How to handle a problem supplier

I don’t know if I have ever worked for a company where there has not been a problem supplier. The supplier who is always shipping late, whose quality is inconsistent, whose communication is slow and erratic. Having a good product with a bad supplier can be an extremely aggravating experience. The question often comes up: how do you handle problem suppliers?

I like to answer this question by telling people that the best way to handle a problem supplier is to avoid them altogether. To do this one needs to evaluate a vendor as thoroughly as possible before deciding whether or not to do business with them. Factory visits and audits are extremely helpful in forming a general first impression of a vendor and their capabilities. However, you have to keep in mind that just because a factory is clean and seems well-organized does not mean it will be the best partner for you. I once worked with a factory that had state of the art machinery, a very clean facility, some very solid workers, but the management was bad. Emails went unanswered for days, problems were not resolved, and the relationship between the factory and the company I was working for was terminated after one year. I have also been to rural factories with rudimentary facilities but the management and communication was so good that problems were resolved quickly and to the satisfaction of all parties. In short, you cannot base your decision solely on your evaluation of a vendor’s facility. More important, perhaps, is your vendors responsiveness and willingness to work together with you.

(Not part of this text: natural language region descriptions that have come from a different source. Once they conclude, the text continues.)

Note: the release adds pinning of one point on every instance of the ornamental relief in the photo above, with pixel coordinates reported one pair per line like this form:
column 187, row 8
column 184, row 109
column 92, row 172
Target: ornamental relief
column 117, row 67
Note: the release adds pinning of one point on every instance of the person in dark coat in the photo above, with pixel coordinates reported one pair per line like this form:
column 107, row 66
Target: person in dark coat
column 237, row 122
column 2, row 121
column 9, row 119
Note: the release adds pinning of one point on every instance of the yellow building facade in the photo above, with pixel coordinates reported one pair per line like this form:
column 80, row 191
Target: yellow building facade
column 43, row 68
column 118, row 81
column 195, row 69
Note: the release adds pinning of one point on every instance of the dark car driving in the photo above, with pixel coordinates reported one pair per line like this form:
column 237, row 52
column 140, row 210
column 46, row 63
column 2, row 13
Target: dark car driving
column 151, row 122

I have found that one of the best ways to tell if a prospective supplier is going to be a good long-term partner for you is to email them several times – perhaps about samples you want to order – and see how prompt and informative their responses are. What I always tell people is this : If it is frustrating communicating with a supplier when you are just requesting samples, imagine how hard it will be when you get to production. I have generally found that suppliers who are not in the habit of returning emails in a timely manner generally do not make good long-term partners. It is sometimes impossible to solve problems with them, the result being that they deliver to you product which you cannot pass on to your customer. Those suppliers, on the other hand, who make it a priority to answer your questions can prove to be very reliable and much easier to work with when and if problems arise.

If your current supplier is not a good communicator, then you really need to begin to look for a new supplier. There are of course exceptions to this rule, but they are rare.